Texas- The Power of Porn, a multimedia presentation in which a former pornography addict and a former porn star share their stories, has come to UT for two days to start a dialogue about the effects of pornography and the sex industry on society.

Gene McConnell, who has a personal history with sexual addiction, and former porn star Heather Veitch opened the event at Hogg Auditorium Thursday night with a short film asking UT students what they thought about porn. Answers ranged from "I don't know" to "disgusting" to "a wonderful invention."

"We think that pornography, and really all issues related to pornography, are important issues for college students to think about," said UT's Campus Renewal Director Justin Christopher, who helped organize the event. "And most haven't really formed conclusions about why they think it's good or bad, or wrong or right."

It hurts a lot of people in many ways and it affects their relationships, Christopher said.

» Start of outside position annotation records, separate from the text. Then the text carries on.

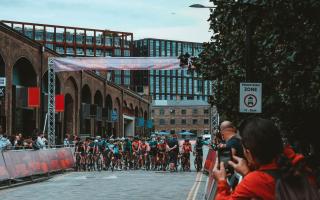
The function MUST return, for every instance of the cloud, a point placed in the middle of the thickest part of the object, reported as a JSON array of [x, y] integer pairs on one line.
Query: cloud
[[141, 17]]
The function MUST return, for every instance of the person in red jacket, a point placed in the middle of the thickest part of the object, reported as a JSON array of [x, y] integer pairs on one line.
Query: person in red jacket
[[263, 148]]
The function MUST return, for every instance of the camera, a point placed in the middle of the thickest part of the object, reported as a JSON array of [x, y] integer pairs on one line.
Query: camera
[[225, 155]]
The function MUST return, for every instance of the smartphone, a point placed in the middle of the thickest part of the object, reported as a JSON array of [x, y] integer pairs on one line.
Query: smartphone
[[225, 155]]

"It brought up issues that a lot of people are too scared to talk about," said finance senior Michael Johnson. "It's good to open up a discussion on such a taboo subject, because these things have a ripple effect. They don't just affect the porn addict or the objectified women. They affect the people around them."

It is necessary to know what pornography communicates in order to know how it affects people, McConnell said. The cost of objectification is large in American culture, especially to women and children, he said.

"You look at pseudo-child porn where women are dressed as little girls, so it's considered legal material," he said. "The woman looks like she's 15 with ribbons in her hair and we have words like "Lolita" - sexy little girl - tossed around. What is that saying to our society, and is that a healthy thing?"

McConnell said his own addiction to porn, strip clubs and prostitutes began at age 12 and spiraled out of control to the point where he almost raped a woman.

"Porn eroticizes violence and those became my fantasies. I will not blame porn because I am responsible for what I did, but it did play a significant role in encouraging the violent fantasies I struggled with," he said.

Veitch said she faced a lot of self-image problems, working in an industry where everything was based on her appearance and she was constantly compared to other naked women.

"I want to give women the opportunity to see the long-term effects of being in the sex industry, and I also want to give the people who are consuming porn a real look into the lives of who they are consuming and the effect it has on them," she said. "I want them to understand what it feels like to be the person who is compromising themselves for a piece of paper."

Veitch said she had many female friends in the industry who passed away from struggles with alcohol abuse, drug addiction and suicide. She described herself as someone who made it out of that world had to come back and speak about the dangers of it.

She drew similarities between working in strip clubs and sexual abuse, because of the derogatory names women who work there are called and what they do with people they have no attraction to in exchange for money.

Anthropology senior Diane Nguyen said the presentation delved into important issues, such as the objectification of women.

"People don't think about how these things affect women. Porn is a problem," she said.

Porn exists to fill an emptiness in people's lives, and in American culture, people try to replace real relationships with material objects, McConnell said. Loneliness is the biggest incentive to buy porn, he said.

"We're not telling anybody what to do or say," he said. "I'm not their parent, nor is Heather - we don't want to be. But what we want to do is communicate an honest, straightforward, candid look of the impact in our own world."

The Power of Porn will host its second UT presentation at 7 p.m. Friday in Burdine 106.